Psychotherapy, or the psychotherapist, can generally be considered ineffective if a trial of 3 months has not produced a measurable and noticeable improvement. A decision to change therapists or to start a medication may be necessary at this point. Several trials of psychotherapy or medications may be necessary to successfully treat anxiety or panic disorders.

Information And Steps You Can Take

  • Seek immediate advice and consultation from a qualified health care professional if you have any of the serious and critical symptoms
  • Seek advice and consultation from a qualified mental health professional if you experience symptoms of anxiety and panic that are either recurrent, severe, debilitating, seem unusual or unrelated to an existing health problem.
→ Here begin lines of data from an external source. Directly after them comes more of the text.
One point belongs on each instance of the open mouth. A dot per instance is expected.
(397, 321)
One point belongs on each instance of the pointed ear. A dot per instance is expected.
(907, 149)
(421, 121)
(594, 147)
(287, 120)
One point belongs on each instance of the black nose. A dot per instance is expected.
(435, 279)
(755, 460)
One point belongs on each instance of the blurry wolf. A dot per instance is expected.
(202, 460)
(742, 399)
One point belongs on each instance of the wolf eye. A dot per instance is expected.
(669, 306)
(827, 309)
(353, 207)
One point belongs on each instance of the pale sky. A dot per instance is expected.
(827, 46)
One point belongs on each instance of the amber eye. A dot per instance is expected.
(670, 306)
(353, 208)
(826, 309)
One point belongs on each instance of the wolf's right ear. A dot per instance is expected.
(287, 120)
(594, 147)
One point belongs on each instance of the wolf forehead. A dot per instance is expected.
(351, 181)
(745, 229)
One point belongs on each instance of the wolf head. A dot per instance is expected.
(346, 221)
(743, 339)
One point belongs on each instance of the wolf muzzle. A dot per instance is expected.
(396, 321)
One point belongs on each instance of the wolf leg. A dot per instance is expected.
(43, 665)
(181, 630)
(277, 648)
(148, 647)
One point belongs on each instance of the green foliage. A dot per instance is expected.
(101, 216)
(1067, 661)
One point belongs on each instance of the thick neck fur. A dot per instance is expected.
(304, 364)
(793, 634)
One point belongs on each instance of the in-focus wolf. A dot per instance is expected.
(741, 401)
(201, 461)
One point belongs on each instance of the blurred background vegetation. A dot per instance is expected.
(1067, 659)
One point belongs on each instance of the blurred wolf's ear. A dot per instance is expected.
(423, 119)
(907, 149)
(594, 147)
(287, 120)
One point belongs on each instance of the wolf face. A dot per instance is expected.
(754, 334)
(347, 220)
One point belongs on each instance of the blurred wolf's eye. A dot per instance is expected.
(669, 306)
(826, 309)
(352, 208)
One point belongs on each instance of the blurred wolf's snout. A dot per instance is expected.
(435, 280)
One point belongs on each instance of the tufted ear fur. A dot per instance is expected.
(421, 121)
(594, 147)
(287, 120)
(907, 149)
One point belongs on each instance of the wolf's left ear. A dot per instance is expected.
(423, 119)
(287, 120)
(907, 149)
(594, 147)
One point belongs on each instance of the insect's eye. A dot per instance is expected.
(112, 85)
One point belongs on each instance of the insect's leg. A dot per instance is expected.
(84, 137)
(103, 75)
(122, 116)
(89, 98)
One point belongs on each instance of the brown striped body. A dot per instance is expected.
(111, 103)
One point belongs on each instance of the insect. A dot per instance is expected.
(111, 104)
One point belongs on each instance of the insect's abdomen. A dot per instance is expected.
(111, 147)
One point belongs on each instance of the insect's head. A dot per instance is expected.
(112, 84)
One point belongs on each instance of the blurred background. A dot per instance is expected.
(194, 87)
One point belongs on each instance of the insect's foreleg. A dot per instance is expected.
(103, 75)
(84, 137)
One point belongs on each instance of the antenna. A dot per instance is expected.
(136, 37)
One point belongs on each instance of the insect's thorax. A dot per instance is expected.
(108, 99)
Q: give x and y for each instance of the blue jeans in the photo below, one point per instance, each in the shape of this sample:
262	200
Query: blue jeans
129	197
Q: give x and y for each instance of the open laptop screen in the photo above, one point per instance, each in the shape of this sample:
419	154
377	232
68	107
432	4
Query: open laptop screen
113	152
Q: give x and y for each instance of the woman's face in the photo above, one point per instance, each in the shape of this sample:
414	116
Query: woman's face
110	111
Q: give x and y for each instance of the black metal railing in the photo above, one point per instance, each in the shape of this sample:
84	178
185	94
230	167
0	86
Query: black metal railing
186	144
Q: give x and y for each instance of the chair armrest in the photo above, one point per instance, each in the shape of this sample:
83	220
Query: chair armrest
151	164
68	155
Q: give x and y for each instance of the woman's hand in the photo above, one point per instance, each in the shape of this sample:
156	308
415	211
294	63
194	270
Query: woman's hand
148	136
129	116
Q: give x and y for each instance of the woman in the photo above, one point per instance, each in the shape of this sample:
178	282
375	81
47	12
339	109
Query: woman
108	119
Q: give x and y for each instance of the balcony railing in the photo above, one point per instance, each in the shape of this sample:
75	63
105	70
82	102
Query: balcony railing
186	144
  • Seek medical advice if you have health problems or you have not had a medical evaluation for your symptoms.
  • Recognize the biological effects of alcohol. Alcohol is a depressant in which prolonged or excessive use will increase and deepen symptoms associated with anxiety. Withdrawal from alcohol and certain drugs can produce symptoms of anxiety and panic.
  • Avoid drugs that are not medically appropriate or approved by your physician. Some symptoms of anxiety and panic are associated with certain medications.
  • When anxious or panicked, remember to breath fully and calmly and at a normal regular intervals. An occasional slow deep breath can help you relax and can prevent symptoms of panic. Avoid rapid short breaths.
  • Maintain regular physical activity. Physical activity can be an effective way to relieve symptoms and build strength to resist stress.
  • Don't fight your symptoms of anxiety by trying to wish the feelings away. Will power is not a solution.
  • Do not focus or dwell on how it might get worse. Negative predictions can result in panic.
  • It can help to focus on and do simple, fun, interesting and safe manageable activities or tasks.
  • Notice when you eventually stop thinking frightening thoughts your symptoms tend to fade in time.
  • Humor and laughter are good best ways to reduce and prevent symptoms of anxiety and panic.
  • Notice if there is a relationship between what you are doing and your symptoms. This can help during an evaluation and in treatment of these disorders.